Société

Reporter de guerre en 2015: France Bleu en direct du 22ème Prix Bayeux des correspondants de presse

Par Claire Briguet-Lamarre, France Bleu Normandie (Calvados - Orne) et France Bleu Cotentin vendredi 9 octobre 2015 à 20:02

L'émission spéciale en direct de Bayeux
L'émission spéciale en direct de Bayeux © Radio France - Francis Gaugain

France Bleu Basse-Normandie en direct du 22ème Prix Bayeux des correspondants de guerre ce vendredi soir entre 19 et 20 heures. Le thème: les reporters de guerre neuf mois après les attentats à Charlie Hebdo. Débats passionnants sur l'exercice de ce métier.

France Bleu en direct ce vendredi soir depuis le 22ème Prix Bayeux des correspondants de guerre. Comme invités, des reporters de guerre aguerris. Parmi eux, notamment, Dorothée Olliéric de France 2, Sophie Nivelle-Cardinal, journaliste indépendante et Nicolas Hénin, grand reporter.

Y a t-il des façons de travailler différente selon les pays ?

Dorothée Olliéric:  "Il y a des modes, le journaliste qui se met en scène ça peut être gênant. Personne n'aime se montrer, rouler des mécaniques sous les balles, pourtant on nous le demande".

Que vous apporte d'être à ce jury ?

Sophie Nivelle-Cardinale: "J'étais curieuse de savoir comment ça se passe de l'autre côté du miroir. On s'interroge sur sa propre pratique"

Dorothée Olliéric: "Je n'ai pas l'impression de juger le travail des autres. Il y a des coups de coeur, des évidences qui se dégagent."

Dorothée Olliéric, grand reporter à France 2 - Radio France
Dorothée Olliéric, grand reporter à France 2 © Radio France - Francis Gaugain

Les risques liés à votre métier, vous y pensez ?

Nicolas Hénin: "Il faut aller au plus près du danger. on sait que ça va arriver. On ne  sait pas si on sera blessé Pour l'instant je ne retournerai plus sur des terrains de conflit même si je ne sais pas faire grand chose d'autre.3

Nicolas Hénin, grand reporter, otage pendant 10 mois en Syrie - Radio France
Nicolas Hénin, grand reporter, otage pendant 10 mois en Syrie © Radio France - Francis Gaugain

 Avez-vous eu le sentiment de frôler la mort ?

Dorothée Olliéric: "Moi oui mais je ne sais pas pourquoi. En Egypte il y a deux ans j'ai eu droit à un simulacre d'éxecution. Je me suis dit j'arrive au bout et après ça passe, on oublie".

La photo du petit Aylan a fait le tour du monde, quel regard portez-vous sur cette photo ?

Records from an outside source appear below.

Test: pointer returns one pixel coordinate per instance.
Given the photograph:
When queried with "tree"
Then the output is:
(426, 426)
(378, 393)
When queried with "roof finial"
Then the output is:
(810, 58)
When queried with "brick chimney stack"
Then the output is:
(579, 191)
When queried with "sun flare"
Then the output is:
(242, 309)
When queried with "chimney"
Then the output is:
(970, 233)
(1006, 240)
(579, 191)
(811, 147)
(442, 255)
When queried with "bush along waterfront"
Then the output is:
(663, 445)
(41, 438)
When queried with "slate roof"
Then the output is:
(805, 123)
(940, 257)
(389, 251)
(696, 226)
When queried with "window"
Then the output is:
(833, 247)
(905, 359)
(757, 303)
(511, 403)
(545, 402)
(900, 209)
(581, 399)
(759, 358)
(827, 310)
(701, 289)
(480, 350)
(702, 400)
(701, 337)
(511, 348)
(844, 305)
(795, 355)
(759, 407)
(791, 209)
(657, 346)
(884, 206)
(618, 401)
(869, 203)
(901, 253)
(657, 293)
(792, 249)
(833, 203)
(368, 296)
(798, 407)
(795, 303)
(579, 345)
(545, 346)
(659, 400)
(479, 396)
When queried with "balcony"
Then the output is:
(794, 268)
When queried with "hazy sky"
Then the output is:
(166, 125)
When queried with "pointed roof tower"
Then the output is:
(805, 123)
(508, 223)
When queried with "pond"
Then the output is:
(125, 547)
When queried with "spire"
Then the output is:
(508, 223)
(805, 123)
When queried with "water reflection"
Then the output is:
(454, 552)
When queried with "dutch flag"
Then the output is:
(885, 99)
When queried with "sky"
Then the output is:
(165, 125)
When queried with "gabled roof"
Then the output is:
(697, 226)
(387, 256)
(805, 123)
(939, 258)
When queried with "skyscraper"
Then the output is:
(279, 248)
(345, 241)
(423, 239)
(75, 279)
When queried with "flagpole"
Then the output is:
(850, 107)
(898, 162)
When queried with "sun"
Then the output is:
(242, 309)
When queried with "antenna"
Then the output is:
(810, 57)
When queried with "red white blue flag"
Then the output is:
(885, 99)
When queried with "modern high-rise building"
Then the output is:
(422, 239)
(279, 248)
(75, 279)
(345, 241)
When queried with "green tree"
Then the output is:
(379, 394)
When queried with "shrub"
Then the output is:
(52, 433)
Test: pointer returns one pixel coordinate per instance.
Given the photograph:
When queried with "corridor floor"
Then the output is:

Véronique de Viguerie, photographe: "une photo a énormément de force. Avec internet, une photo en une heure peut faire pleurer la terre entière. cette photo devait être faite."

Nicolas Hénin: "c'est la pudeur de cette photo qui en a fait sa force. des photos d'enfants morts, il y en a plein les réseaux sociaux. l'horreur est accessible à tout un chacun. C'est justement la pudeur de cette photo qui a provoqué la force de cette image."

Etre une femme reporter de guerre, "un vrai atout" - Radio France
Etre une femme reporter de guerre, "un vrai atout" © Radio France - Francis Gaugain

Vous fixez-vous des limites ?

Sophie Nivelle-Cardinale: " Oui, on ne peut pas soutenir trois minutes de cadavres dans un JT. On fait dix secondes sur le cadavre de Kadhafi par exemple. Alors qu'en radio on peut tout raconter. Ce qui compte c'est "comment" on montre."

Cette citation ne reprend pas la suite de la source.